France asks search engines and app stores to remove Wish

Several French ministers have issued a common statement announcing that they have asked the main search engines and mobile app stores operating in France to hide Wish’s website and mobile app altogether. Wish is a popular e-commerce platform that mostly references products from China-based merchants. It doesn’t hold inventory, as products are shipped directly from merchants to customers.

Last year, the French administration in charge of consumer rights and fraud started investigating Wish. At the time, the direction générale de la concurrence, de la consommation et de la répression des fraudes (DGCCRF) suspected that it was a bit too easy to mislead consumers and sell counterfeit goods on Wish, such as sneakers and perfumes with images incorrectly showing the logos of famous brands.

The French administration then ordered 140 different goods on Wish — most of them were imported products. This time, they wanted to find out whether those products were safe or not.

Ninety-five percent of toys that they acquired on the platform didn’t comply with European regulation — 45% of them were deemed dangerous. When it comes to electronics goods, 95% of them also shouldn’t be available in Europe, and 90% of them were dangerous in one way or another.

And even cheap costume jewelry sold on the platform presented a risk — 62% of the items they ordered are considered dangerous. Again, these metrics are based on a very small sample of 140 products.

When Wish is notified that it is selling a dangerous good, those products are removed from the marketplace within 24 hours as expected. And yet, “in most cases, those products remain available under a different name, and sometimes even from the same seller. The company doesn’t keep any log related to transactions of non-compliant and dangerous products,” France’s Ministry of the Economy says in its statement.

According to the same investigation, when Wish notifies customers that they have purchased a dangerous product, it doesn’t mention the reason of the product recall.

In July 2021, the French administration in charge of consumer rights and fraud notified Wish and asked them to comply with European regulation on e-commerce and product safety. The administration gave them a two-month notice before further action.

Four months later, the French government is taking advantage of recent changes in European regulation to dereference or block problematic websites and apps. It’s a convoluted process, but the Ministry of the Economy asked the French administration in charge to ask search engines and app stores to dereference Wish. It’s going to take a bit of time — at the time of writing, Wish is still available in the App Store and you can still find Wish’s website in Google search results.

After that, Wish will be shadowbanned in France. The website will still be available and the app will still work if you already have it on your phone. But you won’t see it in search results in the App Store, the Play Store or Google.

If the French administration thinks Wish has implemented proper changes to comply with French regulation, it could lift the shadowban. With this radical decision, France is setting a precedent and shows once again that the web is becoming more and more fragmented. In that case, it says it is acting in the consumers’ best interests.

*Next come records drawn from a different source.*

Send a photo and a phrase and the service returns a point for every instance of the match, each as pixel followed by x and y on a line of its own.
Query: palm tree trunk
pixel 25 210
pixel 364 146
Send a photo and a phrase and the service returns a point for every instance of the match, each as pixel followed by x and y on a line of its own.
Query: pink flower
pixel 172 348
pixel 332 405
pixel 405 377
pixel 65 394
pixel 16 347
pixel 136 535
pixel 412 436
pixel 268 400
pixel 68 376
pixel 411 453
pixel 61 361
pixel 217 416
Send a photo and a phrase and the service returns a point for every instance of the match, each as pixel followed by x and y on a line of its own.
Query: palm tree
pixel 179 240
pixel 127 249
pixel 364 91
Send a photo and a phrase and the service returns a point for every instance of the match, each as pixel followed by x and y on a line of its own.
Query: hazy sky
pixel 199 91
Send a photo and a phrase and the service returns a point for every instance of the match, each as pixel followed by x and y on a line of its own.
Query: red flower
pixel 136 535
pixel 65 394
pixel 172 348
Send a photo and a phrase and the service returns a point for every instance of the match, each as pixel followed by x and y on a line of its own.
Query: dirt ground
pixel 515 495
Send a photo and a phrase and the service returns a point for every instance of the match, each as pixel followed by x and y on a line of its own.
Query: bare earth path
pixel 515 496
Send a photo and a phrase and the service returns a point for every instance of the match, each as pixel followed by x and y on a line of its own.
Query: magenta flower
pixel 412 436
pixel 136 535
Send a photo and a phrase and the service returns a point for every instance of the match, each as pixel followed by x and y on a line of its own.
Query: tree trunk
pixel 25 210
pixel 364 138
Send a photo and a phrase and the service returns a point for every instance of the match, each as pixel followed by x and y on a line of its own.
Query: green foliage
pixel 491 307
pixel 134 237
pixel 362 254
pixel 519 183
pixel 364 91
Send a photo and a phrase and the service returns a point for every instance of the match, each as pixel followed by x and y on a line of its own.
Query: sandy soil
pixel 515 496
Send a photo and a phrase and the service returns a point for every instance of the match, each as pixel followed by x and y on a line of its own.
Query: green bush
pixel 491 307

It’s also going to be interesting to see whether Europe’s upcoming Digital Services Act will have a bigger impact on drop shipping as a whole. Europe is expected to overhaul the e-commerce directive from 2000 with the Digital Services Act.

Update: A Wish spokesperson has sent me the following statement:

At Wish we are dedicated to providing a positive user experience and a large part of that involves making quality products available to our users.

While, as a marketplace platform, we are under no legal obligation to carry out checks on the 150 million products offered for sale on the platform, we invest in a wide range of programs designed to attract and reward sellers that offer quality items, and limit the exposure of those offering lower quality items.

For example:

  • Wish has a number of proactive and reactive mechanisms designed to prevent, detect and remove listings that violate any local laws or safety standards. They include a robust internal mechanism for notice and take-down procedure, as well as a repeat merchant offender protocol.
  • Our recently launched Wish Standards program measures our merchants against a defined set of criteria spanning product quality and refund rates, and rewards them with commission discounts and greater exposure within the app.
  • As a voluntary signatory of the EC Product Safety Pledge, we react within two working days to government notices to remove listings that offer unsafe products for sale in the EU, which goes above and beyond legal requirements.
  • Wish is actively diversifying its merchant base by recruiting sellers in a variety of geographies, including Europe, in order to expand product selection and further improve product quality.

Wish always complies with DGCCRF removal requests and is, therefore, puzzled by the excessive approach in regards to this matter. We have repeatedly tried to constructively engage with the DGCCRF. We are now actively pursuing legal recourse to challenge what we see as unlawful and disproportionate action carried out by the DGCCRF.